In the early, online version of the Proceedings of the National Academy of Sciences, an international team led by investigators in Australia and France report on loci linked to differences in flowering time and photoperiod in domestic legumes relative to their wild counterparts. Through quantitative trait locus analyses on wild and domestic pea and lentil lines, the team tracked down two sites in the genome with ties to photoperiod response. The alleles identified appear to allow for flowering during long days, enabling crop growth during summer months in parts of the world with chilly winters. "Our results identify the factor likely to have permitted the successful prehistoric expansion of legume cultivation to Northern Europe," INRA's Isabelle Lejeune-Hénaut, the study's senior author, and her colleagues write, "and define a conserved genetic basis for major adaptive changes in flowering phenology and growth habit in an important crop group."
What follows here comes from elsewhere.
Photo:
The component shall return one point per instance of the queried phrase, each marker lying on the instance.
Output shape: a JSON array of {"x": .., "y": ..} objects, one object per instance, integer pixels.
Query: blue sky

A team from French Polynesia and France takes a look at the proteins behind biomineralization in parts of the pearl oyster shell. By using high-throughput approaches to assess gene expression and protein levels in multiple oyster tissues, the researchers found 80 proteins that make up the shell matrix in the Polynesian pearl oyster, Pinctada margaritifera, and the gold-lip oyster, P. maxima. Sixty-six of these shell matrix proteins have not been described previously, they report, expanding the 'biomineralization toolkit' involved in forming the so-called prism and nacre microstructures within pearl oyster shells. "We unambiguously demonstrate that prisms and nacre are assembled from very different protein repertoires," the team notes. "This suggests that these layers do not derive from each other."
Researchers from the Max Planck Institute for Developmental Biology's protein evolution department present a 'domain dictionary' approach for predicting the fiber structures of modular surface proteins contributing to host cell adhesion by pathogenic Gram-negative bacteria. The team used X-ray crystallography to garner structural information on trimeric autotransporter adhesin, or TAA, protein domains, which tend to share conserved structural features in enterobacteria, regardless of sequence level divergence. The domain dictionary approach proved useful for reconstructing fiber structures for TAA proteins from Salmonella enterica, enteropathogenic Eschericia coli, and uropathogenic E. coli, researchers report, noting that the study "completes the list of structural templates for frequently occurring TAA domains and proves both the robustness and the applicability of the dictionary approach to understanding TAA structure."